Thursday, July 1, 2010
Written by Kodi Wolf at 6:13 AM
In between writing and living my life, I like to read books about learning to write better. A lot of times I end up disappointed, either because I don't get any new or inspiring information or because the information doesn't work for me. But sometimes I find books with really useful info, like techniques for looking at a particular creative process from a different angle or inspiration to keep me chained to my computer, especially when trying to come up with the next word, let alone the next line, is scaring the crap out of me. I've recently found several good ones, but one of them in particular has made me rethink my position on setting goals and keeping to a deadline.
Normally, I think of deadlines as these horrible things that loom just on the horizon and then suddenly are sitting right there in front of me, pointing fingers and making me feel like a failure since I of course didn't meet it when it came due.
Now though, I think I was just looking at them the wrong way and also setting goals that were way beyond my grasp. I found a really simple system laid out in The Art of War for Writers by James Scott Bell and his reasoning made sense to me. Instead of looking at the goal as this impossible thing I'm trying to reach, break it down into small, manageable bits, and when you reach the goal, you'll be able to see yourself making progress, day by day, so you can fight that voice in the back of your mind telling you you're not accomplishing anything. (That's not quite how the guy put it, but that's what I got from it.)
So, I've created a spreadsheet that calculates how many words I write each day. I'm fudging it a little, not with how many words I write, but with when, since my 'day' tends to cross the dateline, but so far, it's been going pretty well. The way it works is that I set a word goal for each day, multiply that for the week (5 days), then for the month (4 weeks). My spreadsheet not only tells me if I've met the goal for the day, but also the week and the month. Last week, since my sister and her two kids came to visit, I only wrote for three out of the five days, but I still managed to make my weekly goal because I surpassed the daily goals enough to make up for the two days I didn't write. And though I didn't make my goal for one of the days this week (I was revising and only added 78 new words), I still feel good because I can see that I at least got that much done. (Plus, I've written double my goal today, so I've already made up for it.)

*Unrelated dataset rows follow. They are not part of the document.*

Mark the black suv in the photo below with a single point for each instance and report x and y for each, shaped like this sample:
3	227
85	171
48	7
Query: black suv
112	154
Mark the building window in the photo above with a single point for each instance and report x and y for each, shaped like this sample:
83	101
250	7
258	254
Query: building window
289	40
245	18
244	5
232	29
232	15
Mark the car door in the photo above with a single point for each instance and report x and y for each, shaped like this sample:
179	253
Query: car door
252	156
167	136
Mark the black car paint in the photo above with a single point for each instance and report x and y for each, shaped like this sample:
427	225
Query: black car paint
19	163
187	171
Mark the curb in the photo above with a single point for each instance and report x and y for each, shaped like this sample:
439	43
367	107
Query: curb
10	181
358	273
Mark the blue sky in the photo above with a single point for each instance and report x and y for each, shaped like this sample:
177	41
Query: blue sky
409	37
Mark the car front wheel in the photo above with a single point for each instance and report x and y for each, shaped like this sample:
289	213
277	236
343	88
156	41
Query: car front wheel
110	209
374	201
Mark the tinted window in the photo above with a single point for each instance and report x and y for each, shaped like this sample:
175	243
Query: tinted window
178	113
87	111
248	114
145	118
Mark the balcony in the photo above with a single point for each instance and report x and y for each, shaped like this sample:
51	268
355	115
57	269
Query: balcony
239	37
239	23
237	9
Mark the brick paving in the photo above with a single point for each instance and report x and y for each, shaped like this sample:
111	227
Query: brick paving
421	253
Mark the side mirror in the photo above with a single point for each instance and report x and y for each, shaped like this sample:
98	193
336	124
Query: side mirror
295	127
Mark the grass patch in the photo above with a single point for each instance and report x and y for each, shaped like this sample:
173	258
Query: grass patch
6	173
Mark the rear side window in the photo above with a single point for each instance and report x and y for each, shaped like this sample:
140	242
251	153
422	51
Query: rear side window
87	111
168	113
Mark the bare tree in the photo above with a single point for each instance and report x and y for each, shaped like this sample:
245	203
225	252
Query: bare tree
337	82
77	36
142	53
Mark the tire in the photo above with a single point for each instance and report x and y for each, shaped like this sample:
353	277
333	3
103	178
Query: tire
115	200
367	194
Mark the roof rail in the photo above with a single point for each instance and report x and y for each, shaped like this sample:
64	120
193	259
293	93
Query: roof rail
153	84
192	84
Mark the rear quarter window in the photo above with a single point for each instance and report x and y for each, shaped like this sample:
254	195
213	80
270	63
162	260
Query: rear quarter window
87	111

I'm just really liking getting to see the progress I'm making on The Trine. It's also helping in that because writing can be really scary for me at first, but I calm down as time goes on, I'm sitting down to write with the idea in mind that I'll just try to make the goal, since it's not that high (650 words, about 8 solid paragraphs or around a page and a half), but then I calm down and just go with the flow and end up writing more than I thought I could.
It's not just the goal-setting and progress-tracking, though. The techniques I'm learning are really having an impact on my writing. I'm looking at things from more angles than I think I was before and as the ideas flow, I find I want to write them out, shape them, and just see what I can come up with. And what I'm coming up with, I'm really enjoying. Sure, I throw half of it out (maybe more), but what I keep I really like.
So anyway, I'm still plugging away at The Trine. I realize some people probably wish I would work on something else (according to the poll on the home page, the favorite appears to be The Vampire Hunter), but honestly, I'm trying not to think about it. I'm just happy I'm writing.